Hi Amara,
Strictly speaking, Pc is defined as the difference in phase pressures, i.e. Pn - Pw, which are considered functions of space and time. However, we usually introduce a constitutive model Pc(sw), where Pc is uniquely defined given the phase saturation. When
considering capillary pressure according to this constitutive model (which we usually do, but is not strictly assumed in 8.38), then you can in principle do the developments you describe. However, the equation 8.38 is trying to make a different point, namely
to present a formulation that takes the form of the pressure equation with a time derivative and a laplacian term on the left, and a "source term" on the right. In this case, the source term consists of the usual sources qn and qw, as well as a "quasi-source"
that consists of the four last terms and results from the current saturation distribution (typically considered "fixed" in a time splitting scheme).
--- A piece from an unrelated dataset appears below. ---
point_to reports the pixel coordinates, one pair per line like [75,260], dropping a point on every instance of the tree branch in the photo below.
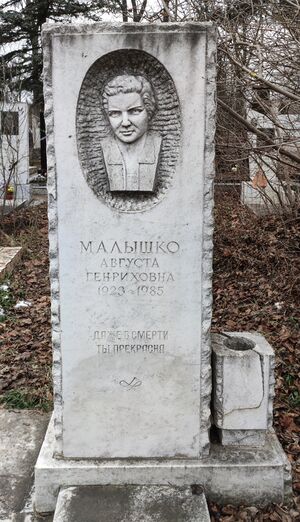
[256,131]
You cannot fully separate pressure and saturation in different equations, there will be a level of coupling, which is here captured in the "quasi source" term. The reason to do this kind of splitting is to get a equation that "mostly" depend on pressure, and
an equation that "mostly" describes saturation evolution. In a time splitting scheme, you would typically consider one constant when solving for the other - but when equations are formulated this way, the error introduced in doing so would be tolerable for
sufficiently small timesteps.
There are various splitting shemes, but the general principle is to consider saturation constant (which also give you constant values for mobilities, capillary pressure and so on), to determine a pressure field using the pressure equation. Then you evolve
your saturation field for a certain time, considering a fixed pressure field that you just calculated, and then you iterate on this following some chosen strategy.
As for the 3D Johansen example, the pressure expressed in state refers to the brine pressure - you have to add the capillary pressure to get the CO2 pressure. On paper, the equations can be reformulated in terms of any choice of primary variables you want
(Pn, Pw, Sn, Sw), but you would have to reimplement/adjust the simulator code to account for that in your simulations, which would be a bit of work.